2018-03-03 09:35:10 PM  
Not in San Diego they aren't.  Sempra energy stockholders are salivating at having us ratepayers pay for the fires they caused 10 years ago, in addition to us paying for closing San Onofre when the ratepayers had no say in how the retrofit was done, the QC of said retrofit, nor the decision of the company to close it instead of making electricity for another 20 years.

Me?  Your budget savings (e.g. shareholder value) caused big ass wildfires.  Your budget savings (and sneakily skirting the laws some say) caused the nuke plant upgrade to crash and burn.  Your shareholders, and the CXX suite, need to shoulder the costs of these bad decisions.

Doesn't help that for a good 40 years (I got my own SDG&E account back in 77) Southern California has had the highest rates in the nation.
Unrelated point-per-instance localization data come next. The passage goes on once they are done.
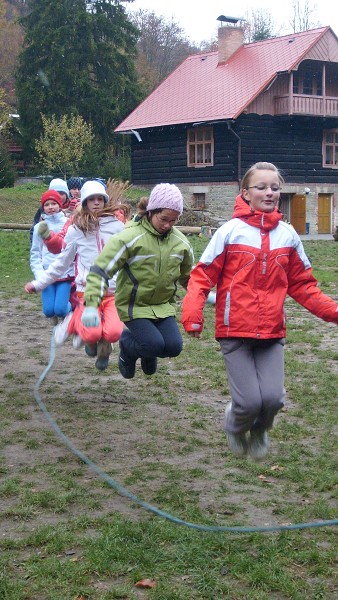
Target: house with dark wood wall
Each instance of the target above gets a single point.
(219, 112)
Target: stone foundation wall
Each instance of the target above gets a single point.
(220, 200)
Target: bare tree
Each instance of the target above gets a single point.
(303, 17)
(161, 47)
(259, 25)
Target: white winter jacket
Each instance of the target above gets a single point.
(40, 257)
(83, 248)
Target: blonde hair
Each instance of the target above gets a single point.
(260, 166)
(87, 221)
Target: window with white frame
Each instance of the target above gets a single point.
(200, 147)
(330, 148)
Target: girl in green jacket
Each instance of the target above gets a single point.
(151, 256)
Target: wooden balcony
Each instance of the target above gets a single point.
(299, 104)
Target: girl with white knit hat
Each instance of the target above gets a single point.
(92, 226)
(151, 257)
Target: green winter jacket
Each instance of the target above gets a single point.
(149, 266)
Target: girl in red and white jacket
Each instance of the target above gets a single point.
(254, 259)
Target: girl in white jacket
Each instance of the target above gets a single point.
(55, 297)
(92, 226)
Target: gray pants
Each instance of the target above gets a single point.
(255, 370)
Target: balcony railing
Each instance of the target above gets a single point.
(299, 104)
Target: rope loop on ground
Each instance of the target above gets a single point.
(122, 491)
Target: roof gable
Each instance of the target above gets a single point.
(201, 89)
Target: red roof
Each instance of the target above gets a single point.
(200, 89)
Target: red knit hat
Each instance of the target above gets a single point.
(51, 195)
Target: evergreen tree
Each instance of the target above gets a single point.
(78, 59)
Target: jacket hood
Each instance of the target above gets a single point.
(256, 218)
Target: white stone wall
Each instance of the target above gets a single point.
(220, 199)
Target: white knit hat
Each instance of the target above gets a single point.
(93, 188)
(59, 185)
(165, 195)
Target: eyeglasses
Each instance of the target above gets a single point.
(165, 221)
(262, 187)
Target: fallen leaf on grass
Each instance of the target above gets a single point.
(146, 583)
(265, 479)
Did I forget the neighborhood they blew up in Northern CA a few years back?  Yeah, they don't want to pay for that either.
 
2018-03-04 02:15:39 AM  

lizyrd: hobbes0022: jaylectricity: Can't they just raise the price per kilowatt hour?
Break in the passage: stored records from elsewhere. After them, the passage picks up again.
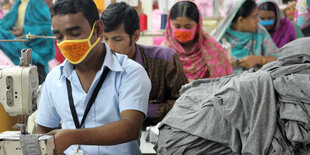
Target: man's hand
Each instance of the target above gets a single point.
(63, 139)
(17, 31)
(249, 61)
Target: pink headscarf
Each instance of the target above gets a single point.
(206, 59)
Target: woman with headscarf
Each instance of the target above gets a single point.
(251, 45)
(201, 55)
(282, 30)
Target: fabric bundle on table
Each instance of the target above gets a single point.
(255, 112)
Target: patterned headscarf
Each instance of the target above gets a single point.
(206, 59)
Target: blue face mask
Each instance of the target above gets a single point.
(266, 22)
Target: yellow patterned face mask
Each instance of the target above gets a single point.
(76, 50)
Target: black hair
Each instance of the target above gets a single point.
(87, 7)
(245, 10)
(185, 9)
(268, 6)
(120, 13)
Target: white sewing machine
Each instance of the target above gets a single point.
(18, 92)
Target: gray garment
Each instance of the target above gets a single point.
(263, 112)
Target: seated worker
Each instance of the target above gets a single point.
(251, 44)
(282, 30)
(121, 32)
(100, 96)
(201, 55)
(28, 16)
That will be great for all the lower income people who can't afford solar panels, energy efficient windows, and a new furnace.
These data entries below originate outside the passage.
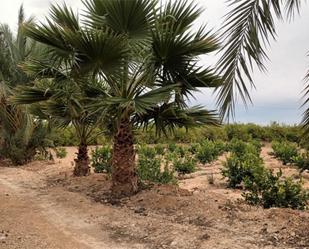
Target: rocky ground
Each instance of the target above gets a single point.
(43, 206)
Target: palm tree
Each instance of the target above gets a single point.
(145, 55)
(60, 97)
(21, 135)
(249, 27)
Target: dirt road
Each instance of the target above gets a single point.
(43, 206)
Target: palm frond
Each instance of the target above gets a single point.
(167, 117)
So what, then, is the answer?  Poles, wire, trucks, transformers, personnel all cost money. Whether it's a private, public, co-op utilitity, these costs do not go down with decreased consumption.

My bill comes in three parts: the generation cost of the kWh i've consumed, the delivery charge for the kWh i've consumed, and the fixed charge for being connected to the grid.  The generation charge is variable, based on actual cost of electricity on the market. The other two are set by the state utilities commission. If revenue falls because of decreased usage, the infrastructure suffers.

So what's fairer to a poor person, increase the per kWh delivery charge or increase the base connection charge?  Increasing the usage charge will at least keep much of the costs on heavy users - the electroplating factory or office building will take a bigger portion of the increased cost than some guy in an apartment. Increase the base connection charge (which is different for residential and commercial) and the poor person in a studio apartment pays the exact same increase as a guy with a 4000 square foot house that consumes 3 times the energy, despite having good insulation and rooftop solar.

It sucks that a poor person might have to pay increasing costs while being unable to realize the offsets that are driving those increases. What's the answer?


You get tax breaks for oil heating. Seems logical to pass it to electricity.
 
2018-03-04 09:37:36 PM  

SoupGuru: The utilities are increasing the fixed cost part of your bill. The poles, wires, trucks, buildings, salaries, etc need to be paid for regardless of how much power you actually use. They used to hide that cost in your kwh charge but, as the article mentions, efficiency and distributed generation are changing that math. So you'll end up paying $40 to have electrical service and you'll get charged the whole rate for whatever power you use.


Solar panels and a Tesla Power Wall are looking better and better.
 
2018-03-04 09:39:01 PM  
Powerwall. In your FACE, spelling corrector.